The exponential law, which initially was developed for TIMS measurement (Russell et al. 1978) ａnd remains the most widely accepted and utilized with MC-ICP-MS, was used to assess the instrumental mass discrimination in this study. Mass discrimination correction was carried out via internal normalization to a ¹⁴⁶Nd /¹⁴⁴Nd ratio of 0.7219 (Lin et al. 2016). The interference elements Sm have been completely separated by the exchange resin process. The remaining interferences of ¹⁴⁴Sm⁺ were corrected based on the mothed described by Lin et al. (2016). All data reduction for the MC-ICP-MS analysis of Nd isotope ratios was conducted using “Iso-Compass” software (Zhang et al. 2020). One GSB 04-3258-2015 standard was measured every seven samples analyzed. Analyses of the GSB 04-3258-2015 standard yielded ¹⁴³Nd /¹⁴⁴Nd ratio of 0.512440±6（2SD, n=31）, which is identical within error to their published values (0.512438±6（2SD）Li et al., 2017). In addition, the USGS reference materials BCR-2 (basalt) and RGM-2 (rhyolite) yielded results of 0.512641±11（2SD, n=82） ａnd 0.512804±12（2SD, n=80） for ¹⁴³Nd/¹⁴⁴Nd, respectively, which is identical within error to their published values (Wei et al. 2006；Li et al. 2012).
References
Li, C. F., Li, X. H., Li, Q. L., Guo, J. H., & Yang, Y. H. (2012). Rapid and precise determination of sr and nd isotopic ratios in geological samples from the same filament loading by thermal ionization mass spectrometry employing a single-step separation scheme. Analytica Chimica Acta, 727 (10), 54-60.

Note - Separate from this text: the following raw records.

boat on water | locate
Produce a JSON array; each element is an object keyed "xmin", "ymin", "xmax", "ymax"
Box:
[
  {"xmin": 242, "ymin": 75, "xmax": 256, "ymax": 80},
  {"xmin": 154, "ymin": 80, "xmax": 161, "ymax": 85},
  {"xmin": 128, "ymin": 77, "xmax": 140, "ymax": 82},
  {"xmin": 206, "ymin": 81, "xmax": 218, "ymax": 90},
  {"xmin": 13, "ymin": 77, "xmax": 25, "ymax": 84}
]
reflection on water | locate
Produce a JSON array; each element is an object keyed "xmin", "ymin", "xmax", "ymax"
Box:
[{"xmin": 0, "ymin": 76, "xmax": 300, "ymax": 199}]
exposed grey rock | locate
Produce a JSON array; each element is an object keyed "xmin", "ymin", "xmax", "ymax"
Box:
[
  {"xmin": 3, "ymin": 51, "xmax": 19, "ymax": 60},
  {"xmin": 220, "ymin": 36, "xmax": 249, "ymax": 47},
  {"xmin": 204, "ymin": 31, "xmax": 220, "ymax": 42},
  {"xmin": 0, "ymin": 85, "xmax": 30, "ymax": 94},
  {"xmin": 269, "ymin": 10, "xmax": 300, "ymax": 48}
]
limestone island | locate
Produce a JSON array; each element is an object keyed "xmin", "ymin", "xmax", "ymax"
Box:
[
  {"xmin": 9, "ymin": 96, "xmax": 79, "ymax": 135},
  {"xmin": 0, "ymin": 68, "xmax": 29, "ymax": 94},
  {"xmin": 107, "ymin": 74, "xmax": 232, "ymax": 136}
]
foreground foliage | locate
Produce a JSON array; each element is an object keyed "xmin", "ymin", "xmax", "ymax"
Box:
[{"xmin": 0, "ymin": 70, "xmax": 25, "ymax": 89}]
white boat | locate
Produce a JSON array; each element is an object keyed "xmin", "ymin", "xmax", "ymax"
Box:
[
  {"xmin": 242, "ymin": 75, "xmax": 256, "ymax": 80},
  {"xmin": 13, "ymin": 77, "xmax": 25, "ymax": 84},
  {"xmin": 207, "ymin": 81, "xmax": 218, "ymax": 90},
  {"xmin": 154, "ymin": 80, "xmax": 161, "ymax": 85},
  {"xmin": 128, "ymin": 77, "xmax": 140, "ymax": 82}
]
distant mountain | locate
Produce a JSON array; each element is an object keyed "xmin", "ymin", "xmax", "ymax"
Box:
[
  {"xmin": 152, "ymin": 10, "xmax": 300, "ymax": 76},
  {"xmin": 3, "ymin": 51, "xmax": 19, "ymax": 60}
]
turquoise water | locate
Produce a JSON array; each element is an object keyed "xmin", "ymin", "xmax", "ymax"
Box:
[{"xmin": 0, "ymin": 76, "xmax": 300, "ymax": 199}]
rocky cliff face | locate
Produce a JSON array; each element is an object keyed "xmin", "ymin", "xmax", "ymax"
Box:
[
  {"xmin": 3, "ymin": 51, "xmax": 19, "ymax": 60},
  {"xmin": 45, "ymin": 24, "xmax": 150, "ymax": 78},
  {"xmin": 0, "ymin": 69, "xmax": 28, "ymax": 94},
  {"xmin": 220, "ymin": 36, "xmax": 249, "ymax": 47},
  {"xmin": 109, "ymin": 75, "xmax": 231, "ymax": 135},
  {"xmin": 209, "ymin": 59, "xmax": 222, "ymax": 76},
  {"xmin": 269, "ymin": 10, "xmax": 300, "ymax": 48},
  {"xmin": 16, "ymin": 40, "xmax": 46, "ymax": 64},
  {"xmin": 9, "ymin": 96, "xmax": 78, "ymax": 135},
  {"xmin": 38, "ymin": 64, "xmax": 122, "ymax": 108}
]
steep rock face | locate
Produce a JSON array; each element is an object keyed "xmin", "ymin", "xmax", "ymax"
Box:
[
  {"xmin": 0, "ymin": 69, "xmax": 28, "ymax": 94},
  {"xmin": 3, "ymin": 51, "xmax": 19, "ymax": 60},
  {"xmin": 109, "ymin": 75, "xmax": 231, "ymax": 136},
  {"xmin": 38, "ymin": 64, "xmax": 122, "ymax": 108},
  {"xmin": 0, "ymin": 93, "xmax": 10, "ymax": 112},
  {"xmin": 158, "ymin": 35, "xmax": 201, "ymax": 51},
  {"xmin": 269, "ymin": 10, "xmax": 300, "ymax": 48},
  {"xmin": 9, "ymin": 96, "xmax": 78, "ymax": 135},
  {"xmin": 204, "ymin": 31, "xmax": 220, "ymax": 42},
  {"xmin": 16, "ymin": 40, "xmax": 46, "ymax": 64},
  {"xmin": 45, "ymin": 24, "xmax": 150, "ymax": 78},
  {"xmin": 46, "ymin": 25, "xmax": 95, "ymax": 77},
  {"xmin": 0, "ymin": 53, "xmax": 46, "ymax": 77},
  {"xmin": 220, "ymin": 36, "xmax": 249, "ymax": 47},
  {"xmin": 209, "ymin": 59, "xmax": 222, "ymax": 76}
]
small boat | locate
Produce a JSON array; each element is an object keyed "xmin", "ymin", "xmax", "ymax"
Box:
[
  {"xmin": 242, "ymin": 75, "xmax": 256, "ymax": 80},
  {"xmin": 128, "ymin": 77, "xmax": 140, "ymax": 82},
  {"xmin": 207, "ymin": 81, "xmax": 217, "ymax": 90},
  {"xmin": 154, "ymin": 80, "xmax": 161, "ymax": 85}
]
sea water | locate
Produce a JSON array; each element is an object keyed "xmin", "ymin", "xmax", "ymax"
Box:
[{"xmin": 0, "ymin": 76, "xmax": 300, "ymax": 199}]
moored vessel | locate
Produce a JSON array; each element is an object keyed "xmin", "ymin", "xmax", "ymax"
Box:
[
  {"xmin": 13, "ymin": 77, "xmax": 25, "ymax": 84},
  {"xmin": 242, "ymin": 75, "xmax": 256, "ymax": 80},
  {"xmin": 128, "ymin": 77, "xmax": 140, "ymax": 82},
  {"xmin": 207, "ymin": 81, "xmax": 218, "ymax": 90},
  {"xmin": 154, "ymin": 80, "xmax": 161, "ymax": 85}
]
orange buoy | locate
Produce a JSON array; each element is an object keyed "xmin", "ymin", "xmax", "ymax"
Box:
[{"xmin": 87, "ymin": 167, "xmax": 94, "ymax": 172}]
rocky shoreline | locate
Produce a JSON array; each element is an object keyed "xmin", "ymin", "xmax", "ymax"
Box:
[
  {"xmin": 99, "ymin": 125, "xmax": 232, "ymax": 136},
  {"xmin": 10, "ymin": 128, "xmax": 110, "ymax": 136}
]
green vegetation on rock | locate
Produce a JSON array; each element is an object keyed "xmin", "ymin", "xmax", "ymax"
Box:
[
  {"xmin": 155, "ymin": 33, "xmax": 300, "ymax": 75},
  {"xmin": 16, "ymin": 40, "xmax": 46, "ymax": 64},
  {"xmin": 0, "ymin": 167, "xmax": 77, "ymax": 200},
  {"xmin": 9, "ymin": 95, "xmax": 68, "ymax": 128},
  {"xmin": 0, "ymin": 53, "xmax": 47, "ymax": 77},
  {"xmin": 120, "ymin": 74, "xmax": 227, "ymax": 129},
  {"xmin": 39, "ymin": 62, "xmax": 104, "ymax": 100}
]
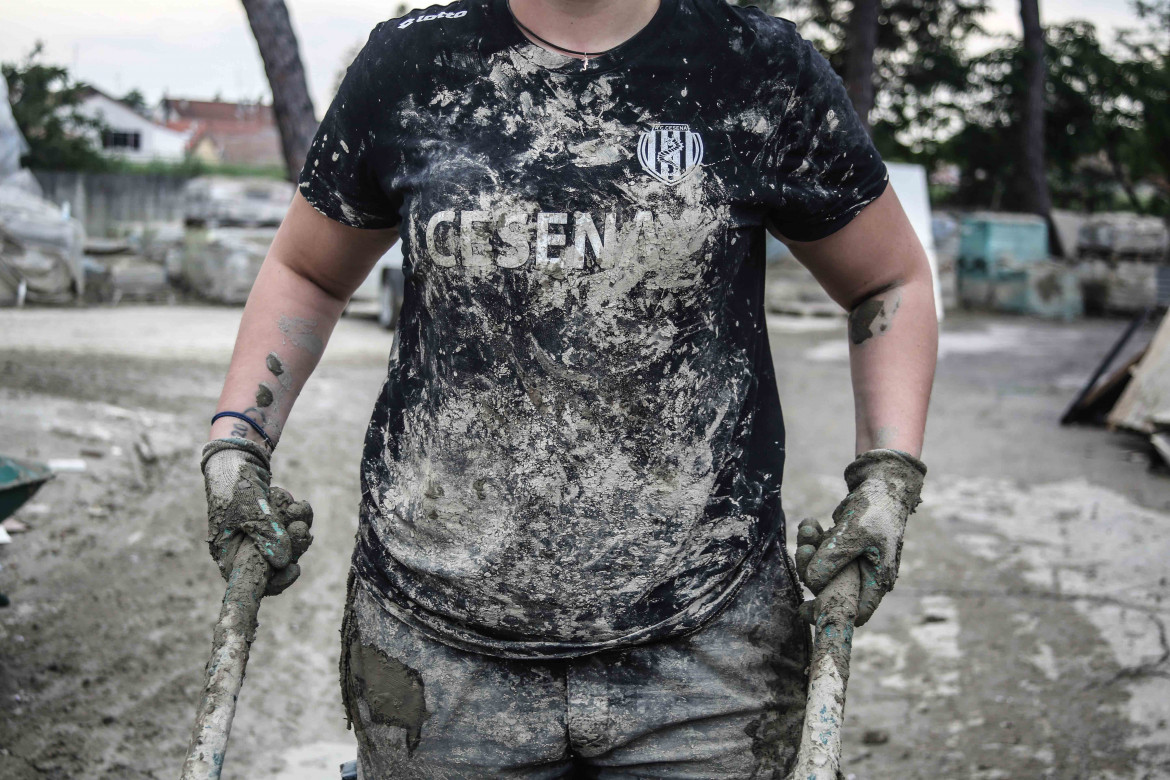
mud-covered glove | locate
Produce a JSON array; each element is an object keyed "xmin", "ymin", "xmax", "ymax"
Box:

Lin J., Liu Y.S., Yang Y.H., Hu Z.C. (2016). Calibration and correction of LA-ICP-MS and LA-MC-ICP-MS analyses for element contents and isotopic ratios. Solid Earth Sciences, 1, 5–27.
Russell, W.A., Papanastassiou, D.A., Tombrello, T.A., (1978). Ca isotope fractionation on the earth and other solar system materials. Geochim. Cosmochim. Acta, 42 (8), 1075–1090.
Zhang W., Hu Z.C., Liu Y.S. (2020). Iso-Compass: new freeware software for isotopic data reduction of LA-MC-ICP-MS. J. Anal. At. Spectrom., 2020, 35, 1087–1096.
Jin Li., Suo-han Tang., Xiang-kun Zhu., Chen-xu Pan. (2017). Production and Certification of the Reference MaterialGSB 04-3258-2015 as a 143Nd/144Nd Isotope Ratio Reference. Geostand. Geoanal. Res., 2017, 41, 255-262.